Aussie indie and community
Adelaide’s Three D is an education for anyone who thinks Aussie indie starts and stops at the Birthday Party. The station, run by volunteers, plays prog, pop, rock, funk and other music by local artists, and gives plenty of airtime to emerging talents. The house rule is that 40% of the content is Australian, half of that South Australian. Canberra’s 2XX FM 98.3, launched in 1976, is one of a kind, playing lots of Aussie music, from folk to metal, and mixing this up with good shows on indigenous music and culture, LGBTIQ topics, mental health and a huge range of ethnic programmes.

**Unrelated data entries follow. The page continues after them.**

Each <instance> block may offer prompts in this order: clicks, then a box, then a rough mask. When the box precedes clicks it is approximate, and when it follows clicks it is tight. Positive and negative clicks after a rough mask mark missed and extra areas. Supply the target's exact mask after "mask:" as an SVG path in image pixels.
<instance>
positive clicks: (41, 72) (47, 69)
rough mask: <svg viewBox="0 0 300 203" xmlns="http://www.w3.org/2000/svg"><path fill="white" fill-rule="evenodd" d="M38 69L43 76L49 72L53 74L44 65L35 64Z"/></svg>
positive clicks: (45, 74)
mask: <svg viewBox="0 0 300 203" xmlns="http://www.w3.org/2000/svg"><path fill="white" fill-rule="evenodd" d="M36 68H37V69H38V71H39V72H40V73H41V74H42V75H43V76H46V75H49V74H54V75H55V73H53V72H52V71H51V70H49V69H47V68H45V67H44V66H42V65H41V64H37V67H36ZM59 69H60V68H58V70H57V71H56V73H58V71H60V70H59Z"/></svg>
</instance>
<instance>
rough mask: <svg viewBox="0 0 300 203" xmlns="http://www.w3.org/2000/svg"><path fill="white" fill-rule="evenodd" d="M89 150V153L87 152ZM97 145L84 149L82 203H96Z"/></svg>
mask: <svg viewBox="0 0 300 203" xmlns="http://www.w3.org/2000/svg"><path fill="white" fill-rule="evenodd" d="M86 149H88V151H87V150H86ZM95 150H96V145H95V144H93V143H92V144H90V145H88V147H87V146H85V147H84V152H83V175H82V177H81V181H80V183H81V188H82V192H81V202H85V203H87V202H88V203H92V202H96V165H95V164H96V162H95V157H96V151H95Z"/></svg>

Filipino, Chinese, Macedonian and African music is aired, with knowledgeable DJs explaining the more exotic stuff.
Argentina is not all about tango. The largely rural interior has its own roots music, linked to the Andean cultures of Bolivia and Peru. Radio Folklore 90, though based in the capital, Buenos Aires, is a good place to hear the stirring songs of Mercedes Sosa and Atahualpa Yupanqui, Eduardo Falú, Los Chalchaleros and other artists. Much of the music, known here as “folklore”, emanates from the north-western cities of Tucumán and Salta and tells of the plight of indigenous and mestizo communities, many of which were uprooted in the 20th century.
New York jazz
WBGO, with its tagline “Public radio from the Jazz Capital of the World”, schedules music according to the mood of the hour, so you’ll get “after hours” in the small hours of UK time, but all the hosts have eclectic tastes, spinning everything from standards by Billie Holiday and Duke Ellington to jazz masters like Art Blakey, Jimmy Smith and Wayne Shorter, and crossover and blues artists. A regular host is Bobby Sanabria, a renowned percussionist and bandleader, whose shows accent Latin jazz.
Where do you start? Well, probably not by trying to stream local radio stations. From Lagos to Nairobi to Jo’burg, almost all the ones I tried crashed, or the URLs were defunct. For an aural tour of the most diverse continent for contemporary music, take a wander along to Okay Africa, where there’s a sampler of songs from Ghana, Nigeria, east Africa and South Africa. The site links to Spotify so you can hear the full tracks there. At Mixcloud, choose from well curated playlists of South African house, stompin’ Algerian raï and groovy Ghanian high life. If the genres get confusing, check out UK label Real World for an introduction to 14 styles and performers from across Africa.
Broadcasting in English from the South Korean island of Jeju, Arirang plays a lot of K-Pop – which is as varied as pop anywhere else, ranging from smoochy ballads to funk-laced RnB to electronica. Evening shows tend to be more current affairs-focused but the presenters (who are streamed visually, too) play songs between newsbites. There are links to YouTube for songs from earlier programmes.